Create a configuration file called config.toml with the following contents:

[[config]]
  name = "myconfig"
  goroot = "<insert some GOROOT here>"

Run the benchmarks by running:

$ ./sweet run -shell config.toml

Benchmark results will appear in the results directory.

-shell will cause the tool to print each action it performs as a shell command. Note that while the shell commands are valid for many systems, they may depend on tools being available on your system that sweet does not require.

Note that by default sweet run expects to be executed in /path/to/x/benchmarks/sweet, that is, the root of the Sweet subdirectory in the x/benchmarks repository. To execute it from somewhere else, point -bench-dir at /path/to/x/benchmarks/sweet/benchmarks.

Tips and Rules of Thumb

  • If you're not confident if your experimental Go toolchain will work with all the benchmarks, try the -short flag to run to get much faster feedback on whether each benchmark builds and runs.
  • You can expect the benchmarks to take a few hours to run with the default settings on a somewhat sizable Linux box.
  • If a benchmark fails to build, run with -shell and copy and re-run the last command to get full output. TODO(mknyszek): Dump the output to the terminal.
  • If a benchmark fails to run, the output should have been captured in the corresponding results file (e.g. if biogo-igor failed, check /path/to/results/biogo-igor/myconfig.results) which is really just the stderr (and usually stdout too) of the benchmark. You can also try to re-run it yourself with the output of -shell.

Memory Requirements

These benchmarks generally try to stress the Go runtime in interesting ways, and some may end up with very large heaps. Therefore, it's recommended to run the suite on a system with at least 16 GiB of RAM available to minimize the chance that results are lost due to an out-of-memory error.

Configuration Format

The configuration is TOML-based and a more detailed description of fields may be found in the help docs for the run subcommand:

$ ./sweet help run

Results Format

Results are produced into a single directory containing each benchmark as a sub-directory. Within each sub-directory is one file per configuration containing the stderr (and usually combined stdout) of the benchmark run, which also doubles as the benchmark output format.
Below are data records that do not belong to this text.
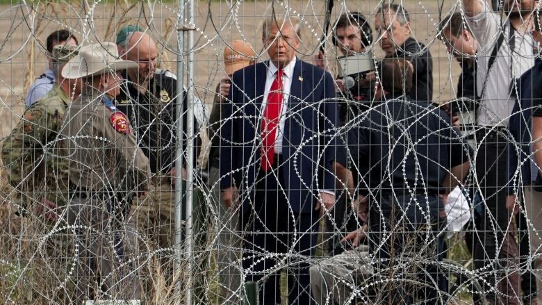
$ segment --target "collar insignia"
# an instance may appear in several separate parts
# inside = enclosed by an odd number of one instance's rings
[[[167,91],[160,91],[160,100],[162,101],[162,103],[167,103],[171,101],[171,97],[170,97],[170,94],[167,93]]]
[[[109,122],[115,130],[120,133],[130,133],[129,124],[128,119],[124,113],[117,111],[111,114],[109,118]]]

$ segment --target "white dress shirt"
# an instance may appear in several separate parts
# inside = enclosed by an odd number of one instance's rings
[[[501,20],[500,14],[493,12],[485,0],[477,1],[483,6],[482,11],[474,17],[466,17],[475,38],[478,41],[476,85],[477,94],[484,94],[478,110],[477,124],[507,126],[516,103],[516,97],[511,96],[510,83],[534,65],[536,56],[533,55],[533,47],[536,44],[532,35],[522,35],[516,31],[514,33],[516,43],[512,53],[508,43],[510,22]],[[503,26],[504,31],[504,40],[488,75],[489,58],[502,31],[501,26]],[[482,92],[484,83],[486,89]]]
[[[282,69],[282,107],[281,113],[279,115],[279,129],[275,133],[274,138],[274,153],[277,154],[282,154],[282,141],[284,140],[284,124],[286,122],[288,115],[288,101],[290,99],[290,89],[292,87],[292,77],[293,77],[293,69],[295,67],[297,58],[294,56],[293,59],[286,67]],[[262,115],[268,105],[268,95],[271,90],[271,85],[274,81],[275,74],[279,71],[279,68],[269,60],[269,67],[268,67],[268,76],[265,80],[265,90],[263,92],[263,100],[262,101],[261,112]],[[320,190],[320,192],[330,195],[335,195],[335,192],[329,190]]]
[[[286,122],[286,115],[288,115],[288,101],[290,99],[290,88],[292,87],[292,76],[293,76],[293,68],[295,67],[296,60],[297,59],[294,56],[292,61],[282,69],[284,72],[282,74],[282,107],[279,115],[279,128],[275,133],[276,138],[274,138],[274,153],[278,154],[282,154],[282,140],[284,138],[282,131],[284,130],[284,124]],[[274,81],[275,74],[277,71],[279,71],[279,68],[274,65],[272,61],[269,60],[268,76],[265,80],[265,91],[263,92],[263,100],[262,101],[261,113],[262,114],[263,114],[268,105],[268,95],[269,95],[269,91],[271,90],[271,85]]]

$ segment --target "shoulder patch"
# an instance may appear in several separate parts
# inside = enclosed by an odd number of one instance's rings
[[[167,91],[160,91],[160,100],[162,101],[162,103],[167,103],[171,101],[171,97],[170,97],[170,94],[167,93]]]
[[[113,113],[111,117],[109,118],[109,122],[117,133],[124,134],[130,133],[128,119],[124,113],[119,111]]]
[[[33,110],[26,111],[26,113],[24,113],[23,118],[26,121],[34,120],[34,119],[35,119],[35,115],[34,114],[34,111]]]

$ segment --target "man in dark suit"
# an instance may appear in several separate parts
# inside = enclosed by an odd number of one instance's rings
[[[286,265],[289,303],[313,303],[307,260],[317,211],[333,207],[333,162],[342,160],[336,158],[342,152],[334,135],[333,79],[296,58],[299,26],[294,18],[265,21],[262,40],[270,60],[233,74],[223,113],[223,201],[240,209],[243,266],[247,281],[259,281],[264,304],[281,303],[279,270]]]

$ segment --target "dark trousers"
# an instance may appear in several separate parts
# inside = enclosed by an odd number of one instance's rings
[[[478,138],[479,140],[482,137]],[[514,271],[519,263],[516,229],[506,207],[508,144],[497,132],[490,133],[483,141],[476,156],[476,190],[482,199],[477,204],[482,206],[475,207],[481,215],[474,224],[474,266],[487,283],[484,290],[491,290],[486,295],[488,299],[497,304],[520,304],[519,274]]]
[[[288,303],[314,304],[309,261],[316,245],[318,213],[293,211],[283,193],[281,170],[273,170],[259,175],[254,201],[242,211],[246,280],[258,282],[261,304],[280,304],[280,271],[285,267]]]
[[[368,238],[378,264],[379,304],[445,303],[446,274],[435,263],[444,251],[443,210],[436,196],[382,196],[370,204]]]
All results are reported in the standard Go testing package format, such that results may be compared using the benchstat tool.
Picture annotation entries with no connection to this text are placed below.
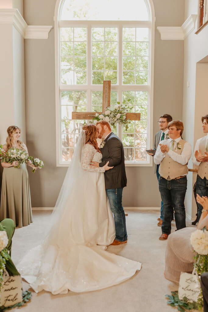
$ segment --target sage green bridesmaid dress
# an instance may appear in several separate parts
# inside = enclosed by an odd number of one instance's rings
[[[19,227],[32,222],[28,172],[26,165],[4,168],[0,207],[0,220],[12,219]]]

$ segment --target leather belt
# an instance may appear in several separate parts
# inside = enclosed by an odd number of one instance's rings
[[[171,181],[171,180],[176,180],[177,179],[180,179],[181,178],[184,178],[184,177],[186,177],[186,175],[183,175],[183,176],[180,176],[179,177],[177,177],[177,178],[174,178],[174,179],[171,179],[170,178],[169,179],[168,179],[168,178],[166,179],[165,178],[164,178],[163,177],[162,177],[162,176],[161,176],[161,178],[163,178],[163,179],[165,179],[166,180],[167,180],[168,181]],[[169,177],[169,176],[168,176],[168,177]]]

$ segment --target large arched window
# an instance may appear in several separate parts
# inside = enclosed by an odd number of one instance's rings
[[[126,164],[151,165],[145,150],[152,146],[151,1],[59,0],[54,19],[57,165],[68,165],[82,128],[72,112],[102,111],[104,80],[111,81],[111,106],[130,99],[129,112],[141,114],[127,131],[113,129]]]

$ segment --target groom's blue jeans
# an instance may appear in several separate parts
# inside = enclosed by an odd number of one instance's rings
[[[122,206],[123,192],[123,188],[106,189],[110,209],[114,215],[116,229],[115,239],[119,241],[125,241],[127,239],[125,214]]]

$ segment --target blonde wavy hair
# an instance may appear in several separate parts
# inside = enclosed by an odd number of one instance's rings
[[[92,124],[85,124],[83,126],[83,130],[85,131],[85,134],[86,136],[85,144],[89,143],[94,147],[98,152],[101,153],[100,150],[98,147],[98,142],[97,141],[96,137],[96,132],[97,128],[96,126]]]
[[[20,133],[21,133],[21,129],[19,127],[17,127],[17,126],[10,126],[7,129],[7,131],[8,135],[6,139],[6,142],[7,142],[7,150],[11,149],[12,146],[13,138],[12,135],[16,132],[17,129],[19,130]],[[20,147],[22,149],[23,148],[23,143],[21,140],[20,140],[19,139],[19,140],[17,140],[17,143],[20,146]]]

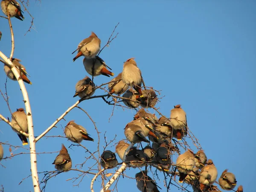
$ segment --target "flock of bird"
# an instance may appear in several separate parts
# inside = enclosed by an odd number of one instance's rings
[[[11,17],[15,17],[23,20],[24,17],[19,3],[14,0],[3,0],[1,6],[3,12]],[[8,11],[7,11],[8,10]],[[73,58],[74,61],[79,57],[84,57],[83,63],[85,70],[92,76],[103,75],[108,77],[114,74],[104,61],[97,55],[100,50],[101,40],[96,34],[92,32],[91,35],[82,41],[77,49],[77,54]],[[11,61],[20,73],[20,78],[24,82],[32,84],[28,79],[24,67],[20,63],[20,60],[13,58]],[[10,79],[17,80],[10,67],[5,64],[4,70]],[[142,84],[145,88],[142,89]],[[73,97],[88,98],[95,91],[95,84],[87,76],[79,80],[76,85],[76,93]],[[200,150],[194,153],[190,149],[180,154],[177,145],[172,143],[173,138],[178,140],[187,135],[187,125],[185,112],[177,105],[171,110],[169,118],[162,116],[157,118],[155,115],[147,112],[144,108],[154,107],[157,102],[155,92],[152,89],[146,89],[145,87],[141,72],[137,66],[134,58],[131,58],[124,62],[122,73],[108,83],[109,97],[112,94],[126,98],[122,101],[131,108],[141,107],[134,116],[133,119],[127,123],[124,128],[124,134],[131,143],[148,143],[142,149],[136,147],[131,148],[124,157],[130,144],[123,140],[116,146],[116,152],[122,161],[125,160],[128,166],[136,168],[147,166],[153,166],[161,171],[168,172],[174,166],[178,173],[179,182],[191,184],[195,192],[218,191],[213,185],[216,181],[218,172],[212,160],[207,158],[204,151]],[[27,145],[27,138],[18,131],[28,133],[26,115],[24,109],[20,108],[12,114],[11,124],[13,130],[17,133],[23,145]],[[93,141],[86,129],[76,123],[74,120],[70,121],[66,127],[64,133],[70,141],[80,143],[83,140]],[[151,145],[150,145],[151,142]],[[176,163],[172,162],[172,153],[179,155]],[[3,150],[0,145],[0,160],[3,158]],[[72,167],[72,160],[67,150],[63,144],[59,154],[56,157],[53,164],[60,172],[67,171]],[[100,164],[105,169],[113,169],[118,164],[115,154],[110,151],[103,151],[100,158]],[[159,187],[154,180],[148,175],[146,171],[137,173],[135,177],[138,189],[143,192],[159,192]],[[224,170],[218,179],[218,184],[224,190],[233,190],[236,186],[237,181],[234,174]],[[241,186],[237,192],[242,192]]]

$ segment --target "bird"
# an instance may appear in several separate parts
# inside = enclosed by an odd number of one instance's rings
[[[12,58],[11,61],[12,62],[12,64],[19,70],[20,75],[20,78],[22,79],[23,81],[28,84],[32,84],[32,83],[27,77],[27,73],[26,71],[25,67],[19,63],[21,61],[17,58]],[[13,72],[12,71],[11,68],[8,65],[5,64],[3,66],[3,70],[9,78],[14,81],[17,80]]]
[[[100,165],[103,168],[111,169],[118,164],[116,154],[111,151],[104,151],[101,157]]]
[[[0,143],[0,161],[3,159],[3,146]]]
[[[128,59],[124,64],[122,79],[125,84],[131,87],[134,87],[142,96],[141,84],[143,81],[141,71],[137,67],[135,58]]]
[[[109,76],[114,76],[114,73],[108,70],[107,67],[112,70],[111,68],[106,64],[102,59],[98,56],[92,58],[84,58],[83,63],[85,70],[92,76],[103,75],[109,77]]]
[[[207,157],[204,150],[198,151],[195,154],[195,165],[201,169],[207,163]]]
[[[204,190],[206,187],[212,184],[218,177],[218,171],[216,167],[211,159],[209,159],[207,162],[207,165],[201,169],[199,183],[200,189]]]
[[[141,192],[160,192],[157,189],[156,183],[147,175],[146,171],[142,171],[136,173],[135,178],[137,187]]]
[[[55,169],[60,172],[67,171],[68,169],[71,169],[71,159],[64,145],[62,145],[61,149],[59,154],[57,156],[52,164],[55,165]]]
[[[125,135],[131,143],[139,143],[142,141],[150,143],[142,129],[138,125],[128,123],[125,128]]]
[[[187,125],[186,113],[181,108],[180,105],[174,106],[171,110],[171,126],[173,129],[174,137],[181,140],[184,136],[186,136]]]
[[[129,145],[129,143],[122,140],[118,142],[118,143],[116,146],[116,152],[122,161],[123,160],[125,152]]]
[[[80,98],[87,99],[92,96],[95,92],[95,84],[88,76],[79,80],[76,84],[76,94],[73,97],[78,96]]]
[[[18,131],[22,131],[26,134],[29,132],[27,116],[23,108],[17,109],[16,111],[12,113],[11,124],[13,131],[17,133],[22,141],[22,145],[27,145],[28,143],[26,137]]]
[[[188,149],[179,155],[176,160],[176,167],[180,174],[179,182],[183,182],[188,173],[193,171],[194,166],[195,157],[192,151]]]
[[[227,190],[231,190],[236,185],[236,176],[234,174],[227,172],[227,169],[225,170],[219,178],[219,184],[221,187]]]
[[[140,97],[140,94],[134,89],[129,89],[122,97],[127,99],[122,100],[124,104],[127,107],[136,108],[138,108],[140,106],[140,102],[137,101],[137,99]]]
[[[108,83],[108,91],[111,94],[119,96],[125,93],[128,89],[128,86],[122,79],[122,73]]]
[[[94,32],[92,32],[91,35],[82,41],[78,45],[77,49],[72,53],[73,54],[77,50],[77,54],[73,58],[73,61],[82,55],[88,59],[95,57],[99,52],[100,43],[100,39],[98,38]]]
[[[20,4],[15,0],[2,0],[1,2],[1,8],[3,12],[7,16],[8,10],[10,17],[15,17],[20,20],[23,20],[24,19],[22,15],[22,13],[24,12],[21,10]]]
[[[93,139],[90,137],[84,128],[77,124],[75,121],[70,121],[64,130],[64,133],[70,141],[74,143],[79,143],[83,140],[94,141]]]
Results then may also be composed together for easy viewing. For example, if one runs sweet with two configurations named config1 and config2, then to quickly compare all results, do:

$ cat results/*/config1.results > config1.results
$ cat results/*/config2.results > config2.results
$ benchstat config1.results config2.results

Noise

This benchmark suite tries to keep noise low in measurements where possible.

  • Each measurement is taken against a fresh OS process.
  • Benchmarks have been modified to reduce noise from the input.
    • All inputs are deterministic, including implicit inputs, such as querying an existing database.
    • Inputs are loaded into memory when possible instead of streamed from disk.
  • The suite mitigates external effects we can control (e.g. the suite is aware of its co-tenancy with the benchmark and throttles itself when the benchmarks are running).

Tips for Reducing Noise

  • Sweet should be run on a dedicated machine where a perflock daemon is running (to avoid noise due to CPU throttling).
  • Avoid running these benchmarks in cloud environments if possible. Generally the noise inherent to those environments can skew A/B tests and hide small changes in performance. See this paper for more details. Try to use dedicated hardware instead.

Do not compare results produced by separate invocations of the sweet tool.